Alternatives indexed in this way are limited to the highest level of alternatives within a given expression. For example, in foo|(?cat|dog)|fox the key patterns would be foo, (?:cat|dog) and fox. The indexing would not extend recursively to separate cat and dog.

4.5. Large File Processing

In common with most regular expression libraries jsre allows a search to be limited to part of an input buffer, for example:

>>> buffer  = b'the quick brown Foo jumps over the lazy BAR'
>>> pattern = r'\b\w{5}\b'

>>> regex = jsre.compile(pattern, encoding='ascii')
>>> match = regex.search(buffer, 9, 20)

>>> print(match.group())
brown

In large buffers this method of selection is often preferable to preprocessing the buffer with the equivalent buffer[9:20], since slicing a buffer in Python in this way will incur a buffer copy overhead.
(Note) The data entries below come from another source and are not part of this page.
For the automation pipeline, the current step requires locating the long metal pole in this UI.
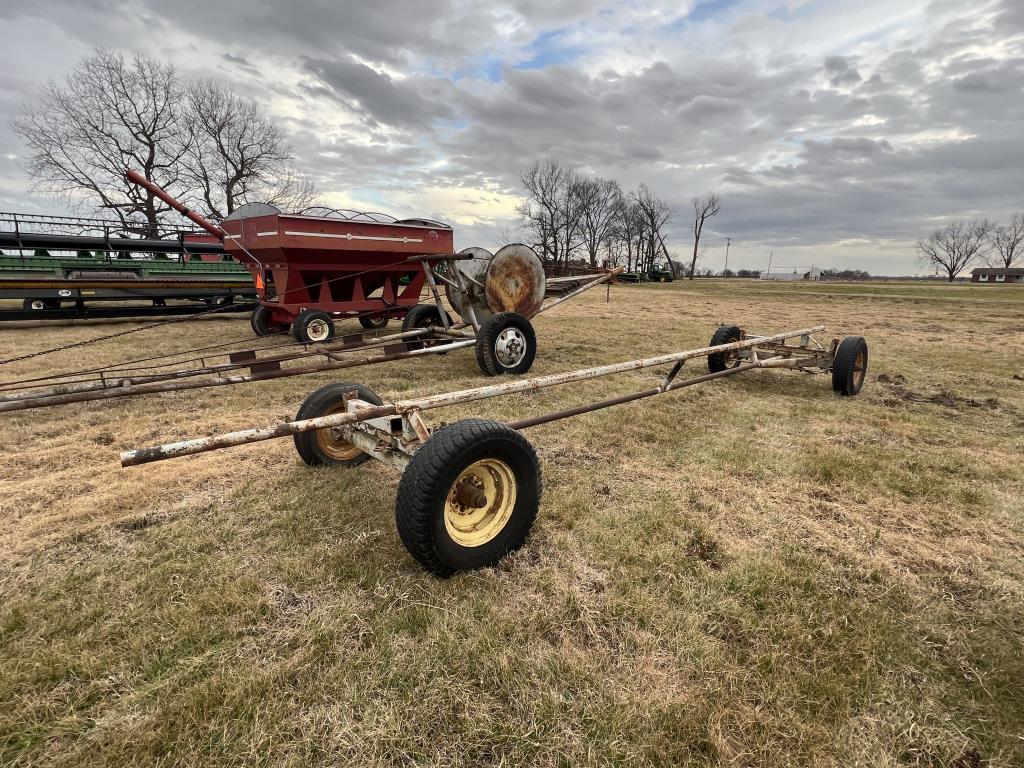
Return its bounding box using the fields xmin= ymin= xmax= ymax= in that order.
xmin=121 ymin=326 xmax=824 ymax=467
xmin=535 ymin=266 xmax=626 ymax=316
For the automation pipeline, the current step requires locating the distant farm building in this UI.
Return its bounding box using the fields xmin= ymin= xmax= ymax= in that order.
xmin=971 ymin=266 xmax=1024 ymax=283
xmin=761 ymin=266 xmax=821 ymax=282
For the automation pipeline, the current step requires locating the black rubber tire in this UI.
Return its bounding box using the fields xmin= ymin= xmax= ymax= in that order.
xmin=249 ymin=304 xmax=274 ymax=336
xmin=359 ymin=314 xmax=388 ymax=331
xmin=708 ymin=326 xmax=742 ymax=374
xmin=401 ymin=304 xmax=452 ymax=349
xmin=292 ymin=309 xmax=334 ymax=344
xmin=292 ymin=382 xmax=384 ymax=467
xmin=476 ymin=312 xmax=537 ymax=376
xmin=833 ymin=336 xmax=867 ymax=397
xmin=394 ymin=419 xmax=542 ymax=577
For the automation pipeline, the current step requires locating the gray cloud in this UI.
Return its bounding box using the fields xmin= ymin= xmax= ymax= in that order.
xmin=0 ymin=0 xmax=1024 ymax=272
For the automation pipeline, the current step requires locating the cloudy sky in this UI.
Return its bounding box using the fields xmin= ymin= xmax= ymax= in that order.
xmin=0 ymin=0 xmax=1024 ymax=274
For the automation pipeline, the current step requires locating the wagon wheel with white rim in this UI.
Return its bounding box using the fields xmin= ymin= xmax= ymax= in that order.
xmin=294 ymin=382 xmax=384 ymax=467
xmin=395 ymin=419 xmax=541 ymax=575
xmin=476 ymin=312 xmax=537 ymax=376
xmin=292 ymin=309 xmax=334 ymax=344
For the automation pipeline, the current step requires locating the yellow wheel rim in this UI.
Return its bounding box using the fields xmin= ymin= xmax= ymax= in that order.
xmin=853 ymin=349 xmax=867 ymax=387
xmin=444 ymin=459 xmax=516 ymax=547
xmin=315 ymin=400 xmax=362 ymax=462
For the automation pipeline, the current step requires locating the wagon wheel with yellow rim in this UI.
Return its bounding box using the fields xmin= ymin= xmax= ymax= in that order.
xmin=833 ymin=336 xmax=867 ymax=397
xmin=295 ymin=382 xmax=383 ymax=467
xmin=395 ymin=419 xmax=541 ymax=575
When splitting a very large file or disk image into buffers for processing it is necessary to allow an overlap between buffers, so that patterns that start to match (anchor) near the end of a buffer boundary can be matched to completion. The length of the overlap determines the match ‘window’ - some patterns will be required to match within this space.
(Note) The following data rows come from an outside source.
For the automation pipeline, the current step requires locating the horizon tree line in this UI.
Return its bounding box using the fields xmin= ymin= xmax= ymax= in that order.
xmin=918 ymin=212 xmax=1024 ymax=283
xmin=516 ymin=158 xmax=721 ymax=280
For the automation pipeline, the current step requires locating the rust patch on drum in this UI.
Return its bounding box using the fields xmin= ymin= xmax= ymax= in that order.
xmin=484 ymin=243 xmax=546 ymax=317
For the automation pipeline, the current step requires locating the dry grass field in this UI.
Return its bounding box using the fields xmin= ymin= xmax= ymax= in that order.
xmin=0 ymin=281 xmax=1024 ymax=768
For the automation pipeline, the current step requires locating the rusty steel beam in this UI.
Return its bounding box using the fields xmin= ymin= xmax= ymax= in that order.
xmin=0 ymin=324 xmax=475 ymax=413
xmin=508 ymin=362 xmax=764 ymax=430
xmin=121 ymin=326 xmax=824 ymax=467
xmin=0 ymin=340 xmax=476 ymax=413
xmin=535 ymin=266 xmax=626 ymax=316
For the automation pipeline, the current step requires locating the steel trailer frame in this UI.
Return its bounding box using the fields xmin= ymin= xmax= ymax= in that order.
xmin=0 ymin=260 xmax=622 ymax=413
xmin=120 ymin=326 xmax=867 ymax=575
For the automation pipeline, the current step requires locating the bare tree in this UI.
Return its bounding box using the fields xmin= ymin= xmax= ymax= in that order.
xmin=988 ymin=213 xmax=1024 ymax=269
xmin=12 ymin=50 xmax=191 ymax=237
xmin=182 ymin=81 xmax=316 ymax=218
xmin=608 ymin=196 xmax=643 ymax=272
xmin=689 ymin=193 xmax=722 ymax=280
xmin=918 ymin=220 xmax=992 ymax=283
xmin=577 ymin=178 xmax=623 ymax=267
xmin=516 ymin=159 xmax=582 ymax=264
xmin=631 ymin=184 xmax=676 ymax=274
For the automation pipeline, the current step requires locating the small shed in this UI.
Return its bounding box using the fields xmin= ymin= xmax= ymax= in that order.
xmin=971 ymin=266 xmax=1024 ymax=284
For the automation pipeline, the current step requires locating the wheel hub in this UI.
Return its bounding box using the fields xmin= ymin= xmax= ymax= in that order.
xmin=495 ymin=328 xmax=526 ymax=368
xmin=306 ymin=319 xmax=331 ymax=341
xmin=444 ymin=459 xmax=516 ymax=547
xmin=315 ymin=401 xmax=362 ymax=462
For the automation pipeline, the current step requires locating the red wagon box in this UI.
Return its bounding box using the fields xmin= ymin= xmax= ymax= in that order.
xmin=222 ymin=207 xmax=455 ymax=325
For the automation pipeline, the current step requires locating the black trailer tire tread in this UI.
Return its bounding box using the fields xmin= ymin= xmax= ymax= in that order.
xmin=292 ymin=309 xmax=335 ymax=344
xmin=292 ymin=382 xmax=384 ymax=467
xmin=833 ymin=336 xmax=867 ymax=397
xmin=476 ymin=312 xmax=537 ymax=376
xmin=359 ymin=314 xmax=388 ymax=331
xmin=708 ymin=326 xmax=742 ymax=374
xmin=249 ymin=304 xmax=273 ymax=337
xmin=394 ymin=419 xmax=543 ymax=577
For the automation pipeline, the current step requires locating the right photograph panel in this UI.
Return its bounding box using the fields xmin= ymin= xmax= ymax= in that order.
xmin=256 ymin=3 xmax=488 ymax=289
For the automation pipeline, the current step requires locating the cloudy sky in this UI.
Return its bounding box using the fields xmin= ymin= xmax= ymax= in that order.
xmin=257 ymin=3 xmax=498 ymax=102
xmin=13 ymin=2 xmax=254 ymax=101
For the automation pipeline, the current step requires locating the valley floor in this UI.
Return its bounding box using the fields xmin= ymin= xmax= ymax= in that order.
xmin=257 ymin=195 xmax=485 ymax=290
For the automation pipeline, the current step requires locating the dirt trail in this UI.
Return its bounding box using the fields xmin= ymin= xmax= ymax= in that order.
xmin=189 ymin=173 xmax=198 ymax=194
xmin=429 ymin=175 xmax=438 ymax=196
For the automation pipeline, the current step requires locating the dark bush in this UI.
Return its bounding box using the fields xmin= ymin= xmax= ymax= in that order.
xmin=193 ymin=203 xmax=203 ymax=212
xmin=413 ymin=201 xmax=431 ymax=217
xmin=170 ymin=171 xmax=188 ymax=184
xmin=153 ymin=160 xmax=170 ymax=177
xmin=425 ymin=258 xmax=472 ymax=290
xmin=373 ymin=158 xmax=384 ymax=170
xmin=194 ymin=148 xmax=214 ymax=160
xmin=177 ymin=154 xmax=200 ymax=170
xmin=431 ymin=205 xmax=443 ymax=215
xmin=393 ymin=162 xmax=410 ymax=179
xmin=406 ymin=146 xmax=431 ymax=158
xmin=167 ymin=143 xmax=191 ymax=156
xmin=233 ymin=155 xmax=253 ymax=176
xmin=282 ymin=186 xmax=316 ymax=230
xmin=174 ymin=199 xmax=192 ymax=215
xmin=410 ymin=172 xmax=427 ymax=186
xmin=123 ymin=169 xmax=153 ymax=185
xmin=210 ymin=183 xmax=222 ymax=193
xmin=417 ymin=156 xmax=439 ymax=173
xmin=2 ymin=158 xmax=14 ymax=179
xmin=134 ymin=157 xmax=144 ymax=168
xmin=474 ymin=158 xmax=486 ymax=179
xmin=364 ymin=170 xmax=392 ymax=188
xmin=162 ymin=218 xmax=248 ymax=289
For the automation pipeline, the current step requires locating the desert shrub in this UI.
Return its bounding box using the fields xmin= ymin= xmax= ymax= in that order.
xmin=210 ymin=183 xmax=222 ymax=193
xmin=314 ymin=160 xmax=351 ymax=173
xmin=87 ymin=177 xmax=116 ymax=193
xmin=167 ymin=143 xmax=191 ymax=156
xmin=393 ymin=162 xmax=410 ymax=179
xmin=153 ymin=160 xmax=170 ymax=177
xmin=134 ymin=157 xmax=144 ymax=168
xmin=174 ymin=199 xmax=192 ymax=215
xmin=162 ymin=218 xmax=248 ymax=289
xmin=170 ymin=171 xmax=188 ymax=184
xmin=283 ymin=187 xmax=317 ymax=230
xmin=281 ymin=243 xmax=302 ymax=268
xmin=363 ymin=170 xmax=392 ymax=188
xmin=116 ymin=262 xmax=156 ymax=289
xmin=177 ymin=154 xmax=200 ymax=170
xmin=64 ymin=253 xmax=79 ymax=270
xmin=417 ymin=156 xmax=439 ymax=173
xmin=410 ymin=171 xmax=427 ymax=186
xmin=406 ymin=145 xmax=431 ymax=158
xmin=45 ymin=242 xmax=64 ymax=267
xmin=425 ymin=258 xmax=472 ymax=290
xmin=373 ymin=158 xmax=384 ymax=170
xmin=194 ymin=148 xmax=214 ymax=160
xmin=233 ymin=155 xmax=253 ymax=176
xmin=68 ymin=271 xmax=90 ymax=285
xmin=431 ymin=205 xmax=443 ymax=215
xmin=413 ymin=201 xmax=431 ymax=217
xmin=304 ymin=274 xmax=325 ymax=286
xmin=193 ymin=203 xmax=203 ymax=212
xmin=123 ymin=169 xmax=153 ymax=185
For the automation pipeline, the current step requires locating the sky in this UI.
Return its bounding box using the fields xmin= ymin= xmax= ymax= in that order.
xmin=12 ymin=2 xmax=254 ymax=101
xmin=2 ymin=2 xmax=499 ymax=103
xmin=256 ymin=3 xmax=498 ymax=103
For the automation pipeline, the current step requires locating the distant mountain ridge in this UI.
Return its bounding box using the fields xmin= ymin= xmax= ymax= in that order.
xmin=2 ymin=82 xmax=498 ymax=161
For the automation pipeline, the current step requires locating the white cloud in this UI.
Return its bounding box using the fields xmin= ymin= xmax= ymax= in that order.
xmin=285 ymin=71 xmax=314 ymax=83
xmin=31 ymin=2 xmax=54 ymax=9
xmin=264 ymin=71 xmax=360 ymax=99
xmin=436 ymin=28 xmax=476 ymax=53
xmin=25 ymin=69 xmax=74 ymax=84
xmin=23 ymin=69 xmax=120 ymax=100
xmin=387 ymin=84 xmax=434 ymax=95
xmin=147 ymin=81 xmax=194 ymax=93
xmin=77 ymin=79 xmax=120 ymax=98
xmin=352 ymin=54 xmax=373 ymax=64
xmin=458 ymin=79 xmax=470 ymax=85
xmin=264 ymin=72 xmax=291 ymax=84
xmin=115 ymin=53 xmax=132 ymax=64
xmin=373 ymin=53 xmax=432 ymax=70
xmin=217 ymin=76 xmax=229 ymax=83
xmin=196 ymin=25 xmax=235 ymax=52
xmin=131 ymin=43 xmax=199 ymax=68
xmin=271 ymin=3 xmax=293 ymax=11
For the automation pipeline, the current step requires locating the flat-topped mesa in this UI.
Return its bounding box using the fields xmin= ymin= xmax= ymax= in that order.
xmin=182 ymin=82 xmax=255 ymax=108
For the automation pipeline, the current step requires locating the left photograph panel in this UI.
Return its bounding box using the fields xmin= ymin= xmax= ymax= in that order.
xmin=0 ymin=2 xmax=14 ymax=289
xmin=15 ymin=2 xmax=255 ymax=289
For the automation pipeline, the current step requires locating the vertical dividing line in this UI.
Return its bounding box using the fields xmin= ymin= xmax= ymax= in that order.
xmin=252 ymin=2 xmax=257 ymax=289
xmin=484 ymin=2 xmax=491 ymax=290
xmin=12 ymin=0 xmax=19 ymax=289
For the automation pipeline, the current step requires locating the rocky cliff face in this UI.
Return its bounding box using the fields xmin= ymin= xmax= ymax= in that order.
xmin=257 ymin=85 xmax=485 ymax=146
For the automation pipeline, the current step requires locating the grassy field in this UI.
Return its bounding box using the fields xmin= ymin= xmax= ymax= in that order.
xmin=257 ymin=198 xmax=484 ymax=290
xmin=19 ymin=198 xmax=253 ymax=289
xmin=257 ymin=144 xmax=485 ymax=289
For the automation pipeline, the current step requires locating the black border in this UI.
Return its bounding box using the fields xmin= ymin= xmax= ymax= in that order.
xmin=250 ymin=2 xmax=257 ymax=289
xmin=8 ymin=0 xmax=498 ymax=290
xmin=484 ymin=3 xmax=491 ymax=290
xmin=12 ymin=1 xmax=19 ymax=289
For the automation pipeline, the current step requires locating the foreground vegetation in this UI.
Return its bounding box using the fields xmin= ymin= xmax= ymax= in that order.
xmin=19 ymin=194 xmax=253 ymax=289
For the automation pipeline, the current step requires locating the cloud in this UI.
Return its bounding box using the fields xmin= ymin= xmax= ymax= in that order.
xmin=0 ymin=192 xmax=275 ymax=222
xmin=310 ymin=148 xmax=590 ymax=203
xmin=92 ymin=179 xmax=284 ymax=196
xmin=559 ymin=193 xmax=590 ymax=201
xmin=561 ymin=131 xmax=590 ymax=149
It is desirable to avoid duplication that may occur if a short match occurs within the overlap between buffers. This is achieved by setting a ‘last anchor point’ in the buffer, which is the last position at which a pattern match is allowed to start. This is an additional parameter which jsre allows after the usual (start,end) pair used above.

For example, if a very large file was split into 1 MByte buffers, and the longest required window for any match was 1kByte, then the specification for each match would be:

>>> regex.finditer(buffer, 0, 1049600, 1048576)

The actual buffer size is 1049600, the last anchor point is at 148576; the second buffer to be processed would start at byte 1048576 and overlap into the third buffer, etc.

4.6. Sector Offset Searches

A common feature of searches against disks and other structured objects such as databases is that certain pattern matches are only valid at periodic offsets - for example at disk sector boundaries. jsre allows a stride and offset to be associated with an encoding to restrict the anchor points from which matches are attempted.

This feature is enabled with the jsre.SECTOR flag, and requires the stride and offset keyword parameters to be set with the associated encoding list. For example, to search from only the start of sectors size 512:

>>> regex = jsre.compile(pattern=..., encoding=..., flags=jsre.SECTOR, stride=512, offset=0)

A small example:

>>> buffer  = b'test4567890test5678901test6789012test7890123test8901234test9012345test'
>>> pattern = r'test\d'

>>> regex = jsre.compile(pattern=pattern, encoding='ascii', flags=jsre.SECTOR, stride=10, offset=3)
>>> for match in regex.finditer(buffer):
>>>     print(match.group())

test7

4.7. Reluctant Matching

jsre supports reluctant (lazy or shortest) quantifiers (e.g. +? ). Because jsre does not search an expression using backtracking reluctant quatifiers are interpreted as requiring the shortest possible match for the group or subgroup in which they occur. For this reason jsre also provides a group extension mechanism which can also be used to specify the scope of the shortest match..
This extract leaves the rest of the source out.